これにより、ユーザーが利用するIP アドレス(≒ Overlay IP)を変えることなく、生きているインスタンスへルーティングできる。

Overlay IP を実現するAWSサービスは以下の二つ。

  • Network Load Barancer
  • Transit Gateway

Network Load Barancer で Overlay IP

Network Load Barancer に割り当てられるIPアドレスが、 Overlay IP として機能する。

  • ユーザーは、常に Network Load Barancer (に割り当てられたIPアドレス)へアクセスする
  • Network Load Barancer のルーティング先に、 Primary サーバーを設定する
  • 有事の際は、ルーティング先を Secondary サーバーへ変更する

Transit Gateway で Overlay IP

事前に、overlay IPとして使用する private IPアドレス(以降、仮想Private IPと記述)を決めておく。

Transit Gateway の ルーティングエントリーに、以下の静的経路を追加。

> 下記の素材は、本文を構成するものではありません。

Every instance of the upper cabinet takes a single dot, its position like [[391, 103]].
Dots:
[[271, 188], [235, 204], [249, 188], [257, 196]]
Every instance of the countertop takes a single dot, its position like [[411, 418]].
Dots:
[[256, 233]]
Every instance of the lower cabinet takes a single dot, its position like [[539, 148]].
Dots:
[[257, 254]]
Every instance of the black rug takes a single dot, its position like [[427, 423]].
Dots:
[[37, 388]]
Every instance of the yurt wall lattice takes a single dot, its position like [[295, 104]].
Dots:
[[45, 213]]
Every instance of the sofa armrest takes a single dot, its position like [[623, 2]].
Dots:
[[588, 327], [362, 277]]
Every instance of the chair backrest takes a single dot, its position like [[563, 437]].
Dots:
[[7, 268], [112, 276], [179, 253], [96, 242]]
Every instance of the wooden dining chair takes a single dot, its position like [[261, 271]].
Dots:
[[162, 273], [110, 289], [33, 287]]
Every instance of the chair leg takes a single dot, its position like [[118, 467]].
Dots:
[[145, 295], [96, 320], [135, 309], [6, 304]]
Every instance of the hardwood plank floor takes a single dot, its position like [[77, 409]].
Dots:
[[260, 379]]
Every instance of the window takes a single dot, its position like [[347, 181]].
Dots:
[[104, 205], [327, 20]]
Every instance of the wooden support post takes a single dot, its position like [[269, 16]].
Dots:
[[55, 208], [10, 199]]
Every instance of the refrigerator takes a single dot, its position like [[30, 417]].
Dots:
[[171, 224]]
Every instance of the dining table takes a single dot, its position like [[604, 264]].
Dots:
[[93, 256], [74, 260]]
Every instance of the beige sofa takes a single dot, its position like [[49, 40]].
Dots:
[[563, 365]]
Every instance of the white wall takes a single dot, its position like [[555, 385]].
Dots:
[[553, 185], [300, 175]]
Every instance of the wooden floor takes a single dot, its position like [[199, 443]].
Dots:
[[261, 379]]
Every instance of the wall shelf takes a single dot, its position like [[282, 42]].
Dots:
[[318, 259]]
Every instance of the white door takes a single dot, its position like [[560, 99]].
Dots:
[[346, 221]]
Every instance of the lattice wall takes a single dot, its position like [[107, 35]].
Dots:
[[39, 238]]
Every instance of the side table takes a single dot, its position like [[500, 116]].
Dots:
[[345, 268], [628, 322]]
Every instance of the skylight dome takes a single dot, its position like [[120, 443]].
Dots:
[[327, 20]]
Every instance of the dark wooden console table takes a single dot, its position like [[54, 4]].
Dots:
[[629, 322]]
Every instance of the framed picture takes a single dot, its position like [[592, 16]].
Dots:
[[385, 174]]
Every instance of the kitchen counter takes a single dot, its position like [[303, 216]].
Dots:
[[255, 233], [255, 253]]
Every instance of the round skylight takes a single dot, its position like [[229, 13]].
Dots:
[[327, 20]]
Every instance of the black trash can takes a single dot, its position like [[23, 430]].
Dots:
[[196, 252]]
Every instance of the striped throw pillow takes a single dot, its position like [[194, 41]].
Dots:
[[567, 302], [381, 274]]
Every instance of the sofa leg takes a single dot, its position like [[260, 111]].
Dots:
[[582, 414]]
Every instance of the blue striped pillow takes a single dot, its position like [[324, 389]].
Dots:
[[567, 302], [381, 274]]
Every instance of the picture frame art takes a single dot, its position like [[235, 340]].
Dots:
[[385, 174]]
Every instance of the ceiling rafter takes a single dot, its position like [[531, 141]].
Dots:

  • 仮想Private IP => サービスが稼働するVPC

architecture

VPCおよびサブネットのルートテーブルのエントリーにも、以下の図のような静的経路を追加。

architecture

有事の際は、 VPCに紐づくルートテーブルのエントリーを以下のように書き換える。

  • 変更前 : 仮想Private IP => Private Subnet A
  • 変更後 : 仮想Private IP => Private Subnet B

"Overlay IP" の名前の由来を考えてみる

高可用性が目的の場合、 Primary と Secondary は、別々の AZ (≒異なるサブネット)へデプロイすることになります。

利用者視点だと、Overlay IPにアクセスするだけなので、背後にある「異なる複数のサブネット」を意識することはありません。
そのため、「一つのIPアドレス(Overlay IP)を要する、一つのネットワーク空間(実際は、異なる複数のサブネット有り」)に見えます。

こういった、「背後にある異なる複数のサブネットを覆い隠すよう振る舞うIPアドレス」という点や、後述する「ネットワークの文脈における Overlay」の意味合いから、 "Overlay IP"という名前につながったのではないか?と考察します。

【余談】ネットワークの文脈における Overlay

ネットワークの文脈でも、類似した概念として オーバーレイネットワーク が存在します。

雑に言うと、物理インフラ上に構築された、仮想的なネットワークです。

利用者は、たくさんある物理インフラの細かなネットワーク設定など意識せずに、構築した一つの仮想的なネットワークを使用するだけで済みます。